Brazilian Missionaries Try to Understand Indian Religiosity

How can missionaries and religious people work with the indigenous people, whilst respecting their religion? How can a mission that is almost 100 years old change its path and start to strengthen another religion? 

To start with, it is necessary to understand the other religion and comprehend how it has been transformed, whether this is through changes in the indigenous life style, or through the very presence of the mission.

Faced with these challenges, 20 religious and lay people have been together since Tuesday, September 12, in Santarém, in the Brazilian northern state of Pará, studying the religion of the Munduruku people, who live near to the Tapajós River, in Pará. 

"We do not study another religion to believe in it, but to understand it," said anthropologist Lucia Rangel, advisor at the meeting.

"In general, indigenous religions have different conceptions of live and death, body and soul, and the link between religion and work to those held by Western belief systems. These are not fragmented activities. While they are working, the people pray. While they are eating and drinking, they transcend. It is an integrated world," Rangel claims. 

In the same way, the events in the Munduruku social life are strongly related.
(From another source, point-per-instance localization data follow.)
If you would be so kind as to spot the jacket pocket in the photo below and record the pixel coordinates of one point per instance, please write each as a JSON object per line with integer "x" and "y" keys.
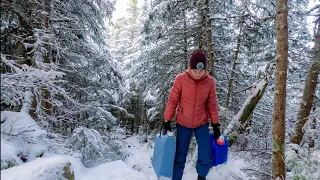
{"x": 181, "y": 109}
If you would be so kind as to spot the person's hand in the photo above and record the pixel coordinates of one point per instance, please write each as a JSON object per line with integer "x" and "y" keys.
{"x": 216, "y": 130}
{"x": 166, "y": 126}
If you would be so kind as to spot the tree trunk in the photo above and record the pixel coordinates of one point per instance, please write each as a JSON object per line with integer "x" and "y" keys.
{"x": 46, "y": 104}
{"x": 186, "y": 62}
{"x": 278, "y": 128}
{"x": 239, "y": 121}
{"x": 313, "y": 126}
{"x": 235, "y": 57}
{"x": 309, "y": 91}
{"x": 210, "y": 43}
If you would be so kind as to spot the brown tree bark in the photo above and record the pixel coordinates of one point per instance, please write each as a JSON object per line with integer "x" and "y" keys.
{"x": 309, "y": 90}
{"x": 235, "y": 57}
{"x": 278, "y": 128}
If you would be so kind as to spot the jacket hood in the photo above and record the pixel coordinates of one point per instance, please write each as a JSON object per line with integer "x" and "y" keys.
{"x": 188, "y": 71}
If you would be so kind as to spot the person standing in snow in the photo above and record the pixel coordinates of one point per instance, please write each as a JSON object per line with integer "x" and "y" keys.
{"x": 194, "y": 94}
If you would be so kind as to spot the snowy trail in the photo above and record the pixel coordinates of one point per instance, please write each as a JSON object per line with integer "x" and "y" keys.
{"x": 140, "y": 159}
{"x": 137, "y": 166}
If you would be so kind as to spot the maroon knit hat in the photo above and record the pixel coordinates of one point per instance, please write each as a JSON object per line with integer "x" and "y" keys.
{"x": 198, "y": 60}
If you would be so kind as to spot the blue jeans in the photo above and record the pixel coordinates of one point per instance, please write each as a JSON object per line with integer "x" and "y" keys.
{"x": 204, "y": 162}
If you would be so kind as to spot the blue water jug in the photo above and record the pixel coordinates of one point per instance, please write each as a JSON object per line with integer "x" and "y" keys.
{"x": 163, "y": 155}
{"x": 219, "y": 152}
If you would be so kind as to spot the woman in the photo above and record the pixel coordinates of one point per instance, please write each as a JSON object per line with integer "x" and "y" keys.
{"x": 194, "y": 93}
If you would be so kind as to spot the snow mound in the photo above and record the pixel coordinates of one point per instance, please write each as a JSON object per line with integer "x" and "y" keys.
{"x": 111, "y": 171}
{"x": 40, "y": 169}
{"x": 9, "y": 156}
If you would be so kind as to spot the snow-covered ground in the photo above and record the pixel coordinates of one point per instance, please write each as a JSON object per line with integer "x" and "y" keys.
{"x": 21, "y": 136}
{"x": 140, "y": 159}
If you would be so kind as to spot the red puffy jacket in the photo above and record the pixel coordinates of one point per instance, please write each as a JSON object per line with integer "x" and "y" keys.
{"x": 197, "y": 100}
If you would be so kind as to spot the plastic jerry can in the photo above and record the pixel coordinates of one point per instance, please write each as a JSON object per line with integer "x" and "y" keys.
{"x": 163, "y": 155}
{"x": 219, "y": 152}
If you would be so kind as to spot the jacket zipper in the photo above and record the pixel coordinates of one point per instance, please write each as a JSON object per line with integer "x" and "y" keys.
{"x": 195, "y": 103}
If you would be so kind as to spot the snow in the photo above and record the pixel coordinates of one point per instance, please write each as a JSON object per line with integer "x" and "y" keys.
{"x": 16, "y": 123}
{"x": 136, "y": 166}
{"x": 8, "y": 154}
{"x": 140, "y": 159}
{"x": 40, "y": 169}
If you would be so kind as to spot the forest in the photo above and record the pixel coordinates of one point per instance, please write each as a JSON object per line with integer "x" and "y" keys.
{"x": 78, "y": 86}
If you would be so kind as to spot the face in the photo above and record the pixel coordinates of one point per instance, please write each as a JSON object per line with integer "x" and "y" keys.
{"x": 196, "y": 73}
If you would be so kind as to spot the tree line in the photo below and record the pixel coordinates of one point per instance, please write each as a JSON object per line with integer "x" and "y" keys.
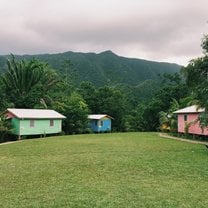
{"x": 34, "y": 84}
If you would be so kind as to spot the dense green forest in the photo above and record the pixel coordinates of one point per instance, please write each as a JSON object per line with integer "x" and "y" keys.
{"x": 139, "y": 95}
{"x": 101, "y": 69}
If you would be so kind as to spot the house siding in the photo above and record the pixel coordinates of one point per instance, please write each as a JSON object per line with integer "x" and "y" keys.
{"x": 41, "y": 126}
{"x": 194, "y": 127}
{"x": 96, "y": 126}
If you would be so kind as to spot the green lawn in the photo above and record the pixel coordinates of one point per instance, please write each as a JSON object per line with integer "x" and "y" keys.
{"x": 104, "y": 170}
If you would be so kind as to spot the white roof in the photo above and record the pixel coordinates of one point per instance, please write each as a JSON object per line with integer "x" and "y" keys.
{"x": 190, "y": 109}
{"x": 35, "y": 113}
{"x": 98, "y": 116}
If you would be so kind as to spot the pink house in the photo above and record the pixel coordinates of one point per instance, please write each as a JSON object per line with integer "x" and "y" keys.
{"x": 188, "y": 119}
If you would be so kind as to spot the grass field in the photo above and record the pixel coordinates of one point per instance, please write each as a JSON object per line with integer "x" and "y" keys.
{"x": 104, "y": 170}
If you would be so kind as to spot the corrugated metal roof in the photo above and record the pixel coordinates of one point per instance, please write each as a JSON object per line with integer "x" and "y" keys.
{"x": 98, "y": 116}
{"x": 35, "y": 113}
{"x": 190, "y": 109}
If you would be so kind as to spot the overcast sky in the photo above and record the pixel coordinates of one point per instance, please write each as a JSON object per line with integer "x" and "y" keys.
{"x": 161, "y": 30}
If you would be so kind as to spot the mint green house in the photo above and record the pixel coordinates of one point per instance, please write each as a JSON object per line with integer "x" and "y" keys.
{"x": 34, "y": 121}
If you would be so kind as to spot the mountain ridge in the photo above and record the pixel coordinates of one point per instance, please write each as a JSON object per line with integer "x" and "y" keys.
{"x": 101, "y": 68}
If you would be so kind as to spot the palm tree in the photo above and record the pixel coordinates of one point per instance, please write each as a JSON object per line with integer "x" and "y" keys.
{"x": 28, "y": 81}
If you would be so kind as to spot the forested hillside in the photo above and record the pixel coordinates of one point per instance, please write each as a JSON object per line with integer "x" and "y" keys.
{"x": 103, "y": 68}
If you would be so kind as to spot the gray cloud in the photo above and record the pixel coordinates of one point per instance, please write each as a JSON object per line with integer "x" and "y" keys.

Hunting is an economic activity but it also has social value, because the skills it requires are the same as those needed for war, and this is traditionally a warrior society.

The hunt is linked to religious activities because of the rituals that are involved, since the animals also have spirits. The spirits of animals are feminine: each animal has a spirit-mother. Thus, hunting is a masculine activity, but the women have to protect the hunt. They are different, yet complementary roles.

The group intends to better understand the spiritual forms of this people who were warriors, farmers and hunters for many centuries, and who are now living off other forms of production such as latex extraction, cattle raising and prospecting.

These activities have brought changes to the daily life and, therefore, to the social relationships between the Mundurukus, which have led to the readjustment of their religious aspects. 

Mission Re-evaluated

The Francisclarian mission that works with the Munduruku was built by the Catholic Church around 100 years ago. Ever since 2003 it has been undergoing an intense evaluation process.

The changes began with internal adjustments: the work which had previously been carried out by Franciscan monks and by sisters of the Immaculate Heart of Mary has started to be coordinated by the two groups together.

All the aspects of the mission’s work – in health, education and evangelization – have been reviewed. The intention for the mission’s school is to be managed by the indigenous people in the future and they have been trying to offer a bilingual education, already before the evaluation started, respecting the language learnt by the children in their own houses. Now, they are working on developing indigenous language teaching materials.